A Beijing court yesterday sentenced 10 people to prison for illegally detaining citizens trying to take their local grievances to the central government, state media reported, in a possible sign the government is trying to rein in abuses.
Illegal detention of petitioners is believed to be common, but is, like all legal and public order issues in China, a matter of great sensitivity. Such petitioners are frequently intercepted by local government agents and detained illegally in shabby hostels known as “black jails.”
The government has recently begun acknowledging the existence of such places as part of modest attempts to stamp out the most glaring abuses of power.
It has also said it will stop handing down labor camp sentences this year under a system that allows police to lock up petitioners, government critics and others for up to four years without a trial, although details are still unclear.
In yesterday’s case, 11 petitioners from Henan Province had traveled to Beijing hoping to air their grievances under a system that harkens back to ancient times, when Chinese emperors were obligated to hear complaints brought from commoners in the provinces.

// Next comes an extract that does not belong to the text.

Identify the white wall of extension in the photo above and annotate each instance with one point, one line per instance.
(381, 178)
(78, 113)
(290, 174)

Four of the petitioners arrived in Beijing on April 28 last year, were intercepted by the defendants and forcefully driven to a rented house where they spent one night before being sent back to Henan, Xinhua news agency said. They then returned to the capital and reported the incident to the police. When officers arrested the defendants on May 2, they also released the other petitioners who had been holed up in a house for up to six days.
A photograph on Xinhua’s Web site showed a single-story brick house with a window covered up from the inside and bikes, a sofa and a clothes line in the yard outside.
Xinhua said the seven adult and three juvenile defendants received sentences ranging from two years to six months. It said the defendants — farmers from Henan — rounded up the petitioners and illegally detained them in violation of their rights.
The case is “certainly significant, but it’s also probably the tip of the iceberg,” Hong Kong-based human rights researcher Joshua Rosenzweig said.
The test will be whether this is just a one-off, or “one of a series of cases that will effectively punish the routine detention of petitioners, particularly in Beijing, but in other parts of China as well, and serve as a deterrent to those who might want to do the same in the future,” he said.
The defendants were hired by a person called Fu Zhaoxin, who is the subject of a separate case, according to Xinhua, but it was unclear who he was.
Beijing’s Chaoyang District Court referred calls to the Beijing High Court’s foreign affairs office, where calls rang unanswered. Calls to Wen Yu He court, a sub-branch of Chaoyang court where the verdict was reportedly announced, were also not answered.
Stopping people from traveling to Beijing to complain has become a priority for local officials, who are graded for promotion in part on their ability to keep the peace.
While Beijing is home to some of the most notorious black jails, they are found throughout China. Petitioners report being held in run-down hotels, disused government offices, schools and, at least in one instance, a Red Cross office. They are a part of a policing system that goes under the euphemism “stability maintenance.” Funding for “stability maintenance” has exceeded the national defense budget for the past two years, reaching 702 billion yuan (US$110 billion) last year.